Another client, Clarence, 40, said he hopes to have his own apartment by the time John Heuss closes. Clarence has been staying at the center and in churches for the past three-and-a-half months and said he’s been homeless for at least six months, since he had to leave his brother’s house in the Bronx.

“I never thought I would be in a tight situation like this and have to be around people that are so scary,” said Clarence, who described scuffles in the center among clients with mental problems.

Clarence receives social security and said it’s hard to find a job because he doesn’t have a G.E.D. or recent work experience.

“It’s not fun to be homeless,” said Clarence, who has a goatee and wore a gray sweatshirt. “I wish there was a way we could save this place.”

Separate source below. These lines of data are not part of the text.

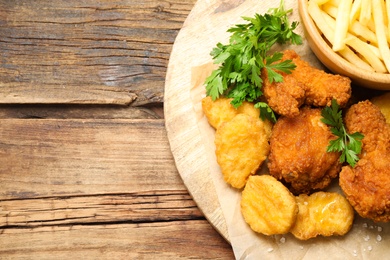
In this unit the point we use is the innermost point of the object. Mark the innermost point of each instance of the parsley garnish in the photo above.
(242, 60)
(349, 144)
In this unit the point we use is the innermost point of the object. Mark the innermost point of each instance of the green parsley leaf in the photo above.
(265, 111)
(349, 145)
(242, 60)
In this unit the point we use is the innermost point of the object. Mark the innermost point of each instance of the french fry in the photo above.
(367, 53)
(380, 31)
(365, 12)
(342, 23)
(387, 4)
(317, 15)
(321, 2)
(355, 11)
(351, 56)
(356, 28)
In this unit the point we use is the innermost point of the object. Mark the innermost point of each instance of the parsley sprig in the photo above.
(349, 144)
(247, 53)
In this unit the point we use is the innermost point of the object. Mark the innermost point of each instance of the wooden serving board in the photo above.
(193, 148)
(205, 26)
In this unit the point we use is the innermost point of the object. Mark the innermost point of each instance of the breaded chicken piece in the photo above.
(241, 147)
(220, 111)
(305, 85)
(367, 185)
(383, 102)
(298, 153)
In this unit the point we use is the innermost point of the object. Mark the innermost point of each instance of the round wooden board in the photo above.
(205, 26)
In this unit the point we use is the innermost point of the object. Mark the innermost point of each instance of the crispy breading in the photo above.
(305, 85)
(367, 185)
(241, 148)
(383, 102)
(268, 206)
(322, 213)
(298, 152)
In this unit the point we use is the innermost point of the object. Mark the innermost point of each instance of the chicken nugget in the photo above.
(221, 110)
(383, 102)
(241, 148)
(298, 152)
(322, 213)
(268, 206)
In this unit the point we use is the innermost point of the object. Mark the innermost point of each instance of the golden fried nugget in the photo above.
(268, 206)
(220, 111)
(241, 147)
(322, 213)
(383, 102)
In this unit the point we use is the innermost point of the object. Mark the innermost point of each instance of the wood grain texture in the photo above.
(73, 157)
(135, 207)
(66, 111)
(159, 240)
(97, 188)
(94, 52)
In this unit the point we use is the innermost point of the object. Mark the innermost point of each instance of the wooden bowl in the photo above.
(335, 62)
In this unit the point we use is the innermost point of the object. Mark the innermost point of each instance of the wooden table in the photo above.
(85, 164)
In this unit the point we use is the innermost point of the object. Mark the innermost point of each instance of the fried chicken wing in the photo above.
(383, 102)
(305, 85)
(298, 152)
(367, 185)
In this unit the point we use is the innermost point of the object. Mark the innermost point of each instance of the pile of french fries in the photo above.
(356, 29)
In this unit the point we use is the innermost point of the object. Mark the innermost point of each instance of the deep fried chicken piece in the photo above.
(298, 153)
(305, 85)
(367, 185)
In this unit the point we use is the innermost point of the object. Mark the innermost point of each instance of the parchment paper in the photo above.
(366, 240)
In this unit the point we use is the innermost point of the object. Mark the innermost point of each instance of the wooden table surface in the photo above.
(85, 164)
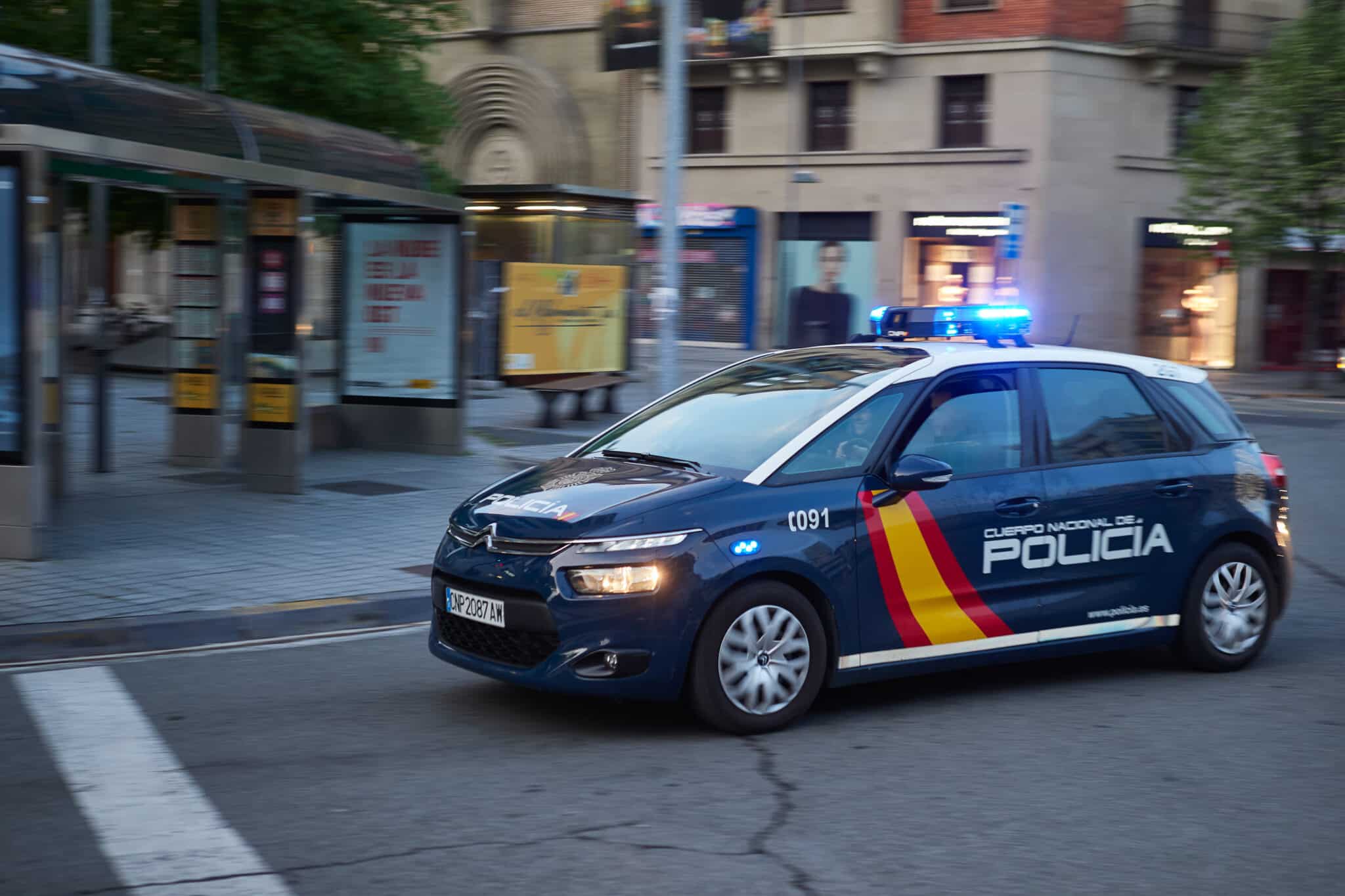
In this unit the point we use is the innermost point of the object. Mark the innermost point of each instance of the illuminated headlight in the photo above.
(632, 544)
(615, 580)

Clarence thinks the city should give John Heuss clients referrals to other shelters so they aren’t stuck on the streets.

Not everyone was sad to hear John Heuss would be closing.

“I’m surprised the Board of Health never closed it down,” said Carlos, 41, whose purple bandana pushed back his long, curly hair. “The sanitary conditions are awful.”

Carlos has been at the John Heuss house for five months, sleeping on three chairs pulled together, and now he has a herniated disc in his back, he said. He’s trying to get disability payments so he and his wife can get an apartment, since they were evicted from their home in the Bronx last year.

As Trinity Church prepares clients for the closure of the John Heuss House, the church is also trying to support the 36 staff members who will lose their jobs in the middle of a recession. The church is offering John Heuss employees referrals, training and assistance with finding healthcare, along with free access to computers and phones.